Мюриэль было тревожно. Она села, глядя через стол на отца.
— Ты уже нашла работу, Мюриэль?
— Еще нет.
— Я уверен, что найдешь.
— Я найду.
— Как чувствовала себя утром Элизабет? Я слышал колокольчик.
— Пожалуй, как всегда.
— Я хочу поговорить с тобой об Элизабет.
Мюриэль глядела на красивое и странно застывшее лицо отца. Одна сторона его лица была освещена светом лампы, особенно голубой глаз, другая — закрыта тьмой. Слишком много покоя в нем. У погруженного в себя отшельника, в высокогорной пещере молящегося неведомым богам, может, бывает такое. Мюриэль поежилась. Как всегда что-то гнетущее, пугающее, знобящее исходило от отца, как тяжкий запах.

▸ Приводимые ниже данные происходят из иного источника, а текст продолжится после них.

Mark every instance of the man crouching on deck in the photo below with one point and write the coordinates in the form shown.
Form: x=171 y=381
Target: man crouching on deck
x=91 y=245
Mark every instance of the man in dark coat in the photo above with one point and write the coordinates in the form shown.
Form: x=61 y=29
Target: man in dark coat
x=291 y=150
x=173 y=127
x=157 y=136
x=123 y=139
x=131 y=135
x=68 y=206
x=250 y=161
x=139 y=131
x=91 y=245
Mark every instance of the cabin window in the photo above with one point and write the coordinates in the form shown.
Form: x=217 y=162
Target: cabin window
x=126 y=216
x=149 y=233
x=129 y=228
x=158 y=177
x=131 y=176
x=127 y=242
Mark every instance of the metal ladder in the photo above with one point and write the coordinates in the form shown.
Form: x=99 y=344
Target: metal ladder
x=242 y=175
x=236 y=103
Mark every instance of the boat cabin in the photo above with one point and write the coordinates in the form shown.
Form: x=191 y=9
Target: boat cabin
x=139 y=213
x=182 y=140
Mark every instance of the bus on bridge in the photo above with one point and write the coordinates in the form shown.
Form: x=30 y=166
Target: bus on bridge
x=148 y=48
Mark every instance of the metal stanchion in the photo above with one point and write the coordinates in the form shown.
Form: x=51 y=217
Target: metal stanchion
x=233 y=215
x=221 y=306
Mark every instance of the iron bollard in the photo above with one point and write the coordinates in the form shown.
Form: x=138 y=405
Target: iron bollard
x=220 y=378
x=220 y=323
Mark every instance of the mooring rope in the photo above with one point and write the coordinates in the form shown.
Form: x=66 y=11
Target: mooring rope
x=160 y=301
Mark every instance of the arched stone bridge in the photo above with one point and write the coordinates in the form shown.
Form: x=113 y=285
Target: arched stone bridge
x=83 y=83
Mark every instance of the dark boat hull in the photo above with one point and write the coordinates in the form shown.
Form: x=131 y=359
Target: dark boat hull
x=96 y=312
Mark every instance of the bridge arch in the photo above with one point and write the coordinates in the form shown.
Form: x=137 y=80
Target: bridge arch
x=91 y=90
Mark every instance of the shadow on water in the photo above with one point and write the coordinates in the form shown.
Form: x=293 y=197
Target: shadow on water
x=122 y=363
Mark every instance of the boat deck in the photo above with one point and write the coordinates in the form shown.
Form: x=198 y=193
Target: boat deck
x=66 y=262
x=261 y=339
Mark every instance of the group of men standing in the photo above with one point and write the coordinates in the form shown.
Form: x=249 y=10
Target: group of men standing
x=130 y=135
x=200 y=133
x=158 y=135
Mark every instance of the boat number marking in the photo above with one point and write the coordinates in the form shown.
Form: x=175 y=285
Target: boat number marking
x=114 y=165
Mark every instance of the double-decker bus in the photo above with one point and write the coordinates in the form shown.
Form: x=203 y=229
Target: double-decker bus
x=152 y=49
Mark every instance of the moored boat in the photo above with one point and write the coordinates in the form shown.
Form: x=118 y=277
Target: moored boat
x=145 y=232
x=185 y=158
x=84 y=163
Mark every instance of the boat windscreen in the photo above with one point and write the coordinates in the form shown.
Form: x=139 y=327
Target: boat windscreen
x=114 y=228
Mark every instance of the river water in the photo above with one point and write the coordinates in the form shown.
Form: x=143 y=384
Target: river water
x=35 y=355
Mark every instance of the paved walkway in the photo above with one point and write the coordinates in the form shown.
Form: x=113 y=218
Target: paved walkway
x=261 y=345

Этим утром Мюриэль проснулась в тоске. Она вспомнила разговор с Лео и странную сделку, которую она, кажется, заключила с ним. Идея ввести это безответственное существо в замкнутый и упорядоченный мир Элизабет теперь казалась ей не столько даже необдуманной, сколько бессмысленной. Что же привлекло ее в Лео и навело на мысль, что он «подходит» не только Элизабет, но некоторым образом и ей самой? Не что иное, как эта самая моральная, вернее, лишенная всяческой морали резвость, эта радостная готовность безобразничать, обернувшаяся отвратительной кражей и ссорой с Евгением, которую она подслушала. В Лео она увидела примитивное существо, сила которого и была в этой его простоте. Далее в простоте она разглядела «чистоту» — и тогда уж окончательно решила, что он ей подходит. Создание столь простодушно-эгоистическое не может быть грозным. Такого Мюриэль не боялась. Таким, успокаивала она себя, ей по силам руководить. Но теперь она чувствовала, что запуталась. Осудить поведение Лео? Как она может его осуждать, если сама наполовину превратилась в его сообщницу?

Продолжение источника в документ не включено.